Alice C. Linsley
There is an interesting discussion going on here about women apostles in the early church. While Church tradition regards some women as "equal to the Apostles", it does not provide precedent for women to be priests. Still, I question the argument that "References to some women as 'apostles' by early Church writers are obviously not referring to the apostolic office, such as those who called Mary Magdalene 'apostle to the apostles,' because she was the first to tell them of Christ's resurrection. That was a poetic usage."
When Orthodoxy speaks of Photini, the Samaritan Woman at the Well, as "equal to the Apostles" this is not poetic usage. Orthodoxy is not saying that Photini was one of the original Apostles. Orthodox tradition recognizes another category: women who are equals in apostolic (but not priestly) ministry. Orthodoxy recognizes other categories as well: confessors, martyrs, holy women, prophets, etc.
I want to make the point that the ordinance of the Priesthood is not derived from the Apostles, though apostolic succession through the laying on of hands is part of the proper ordination of priests. The priesthood, according to St. John Chrysostom, "is ranked among heavenly ordinances. And this is only right, for no man, no angel, no archangel, no other created power, but the Paraclete himself ordained this succession..." (On the Priesthood, 1977, St. Vladimir's Seminary Press, p. 70).
That St. Paul does not list the sacerdotal priest among the orders of the Church should not surprise us. If Hebrews represents the Apostle's thought, the priesthood of the Old Testament was once and for all fulfilled in Jesus Christ, God's chosen High Priest, who was also God's spotless Lamb. The priest in the Church is the continuous link to the priesthood established by God in the order of Melchizedek. It represents something much older than the Apostolic ministry and should be guarded. Guarding it requires not confusing this extraordinary and particular office with the office of elder (presbyteros) which is not specific to blood sacrifice and to the work of the altar.

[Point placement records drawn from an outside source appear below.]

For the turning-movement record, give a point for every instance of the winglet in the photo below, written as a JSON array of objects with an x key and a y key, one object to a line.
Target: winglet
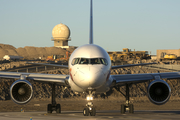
[{"x": 91, "y": 24}]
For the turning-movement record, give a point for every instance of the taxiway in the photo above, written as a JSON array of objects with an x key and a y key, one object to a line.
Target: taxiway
[{"x": 101, "y": 115}]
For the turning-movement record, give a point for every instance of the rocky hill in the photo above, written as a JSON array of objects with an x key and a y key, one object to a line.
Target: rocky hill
[{"x": 30, "y": 52}]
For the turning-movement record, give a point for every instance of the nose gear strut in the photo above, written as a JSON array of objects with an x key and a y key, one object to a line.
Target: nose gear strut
[
  {"x": 89, "y": 109},
  {"x": 53, "y": 106}
]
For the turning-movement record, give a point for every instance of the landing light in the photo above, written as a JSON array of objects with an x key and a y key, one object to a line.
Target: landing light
[{"x": 89, "y": 98}]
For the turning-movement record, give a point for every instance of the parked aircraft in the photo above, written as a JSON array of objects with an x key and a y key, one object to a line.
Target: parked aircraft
[{"x": 89, "y": 71}]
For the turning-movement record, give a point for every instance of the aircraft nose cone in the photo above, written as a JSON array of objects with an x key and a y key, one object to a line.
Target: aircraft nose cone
[{"x": 91, "y": 77}]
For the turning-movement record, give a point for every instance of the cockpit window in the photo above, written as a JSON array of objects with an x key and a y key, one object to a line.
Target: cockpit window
[
  {"x": 103, "y": 61},
  {"x": 95, "y": 61},
  {"x": 89, "y": 61},
  {"x": 84, "y": 61}
]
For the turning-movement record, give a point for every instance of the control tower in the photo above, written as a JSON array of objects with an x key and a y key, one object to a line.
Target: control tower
[{"x": 61, "y": 35}]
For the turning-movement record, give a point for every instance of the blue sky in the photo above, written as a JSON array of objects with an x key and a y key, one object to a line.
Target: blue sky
[{"x": 135, "y": 24}]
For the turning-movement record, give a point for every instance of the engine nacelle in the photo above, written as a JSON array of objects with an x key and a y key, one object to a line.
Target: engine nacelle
[
  {"x": 159, "y": 92},
  {"x": 21, "y": 91}
]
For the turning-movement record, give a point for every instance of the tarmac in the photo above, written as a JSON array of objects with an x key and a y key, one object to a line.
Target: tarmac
[{"x": 100, "y": 115}]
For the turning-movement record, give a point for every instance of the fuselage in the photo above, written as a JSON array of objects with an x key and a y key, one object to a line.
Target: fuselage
[{"x": 89, "y": 68}]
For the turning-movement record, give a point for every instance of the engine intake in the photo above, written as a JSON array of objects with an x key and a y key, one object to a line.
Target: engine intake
[
  {"x": 21, "y": 91},
  {"x": 159, "y": 92}
]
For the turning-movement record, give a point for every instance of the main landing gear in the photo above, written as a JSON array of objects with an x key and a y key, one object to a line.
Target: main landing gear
[
  {"x": 53, "y": 106},
  {"x": 89, "y": 109},
  {"x": 127, "y": 106}
]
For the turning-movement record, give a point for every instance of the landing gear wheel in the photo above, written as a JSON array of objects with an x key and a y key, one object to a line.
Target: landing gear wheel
[
  {"x": 131, "y": 108},
  {"x": 58, "y": 108},
  {"x": 93, "y": 112},
  {"x": 86, "y": 111},
  {"x": 49, "y": 108},
  {"x": 123, "y": 108}
]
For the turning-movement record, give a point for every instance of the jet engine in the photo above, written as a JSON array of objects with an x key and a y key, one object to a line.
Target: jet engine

The distinction has to do with blood. All the things of God are realized in Jesus' Blood. All suffering, which many religions attempt to explain apart from Christ, or to avoid through asceticism or philosophy, are made meaningful by His Blood. All worldly striving is shown to be futile by His Blood. The Apostle Paul refers to the Blood of Jesus no less than twelve times in his writings because God makes peace with us through the Blood of the Cross. It is to HIS atoning sacrifice that the priesthood points as a sign. If it is made to point to anything else, it becomes a broken sign.
If the priesthood is indelible as an ontological reality, what is the eternal verity reflected in this Form? It can’t be the Apostles or apostolic ministry. It can only be the eternal Christ, who is one with the Father and the Spirit. Christ is the eternal Form of priest and the eternal truth signified.
We can appreciate why the New Testament writers would use the word 'presbyteros' instead of 'hieros' with its pagan associations. However, the writer of Hebrews does not regard 'presbyteros' to be the correct term when speaking of Christ as God’s High Priest. Instead he uses the term 'hieros' (Hebrews 7.26). The Greeks didn't invent the priest, afterall, they encountered it among the Egyptians in its more original Afro-Asiatic context.
Why should this matter to Christians? It matters because from the beginning the priesthood points to the saving work of Jesus Christ and is Christological in nature. It is therefore extremely important that the male priesthood be preserved and that its origins be better understood by Traditionalists.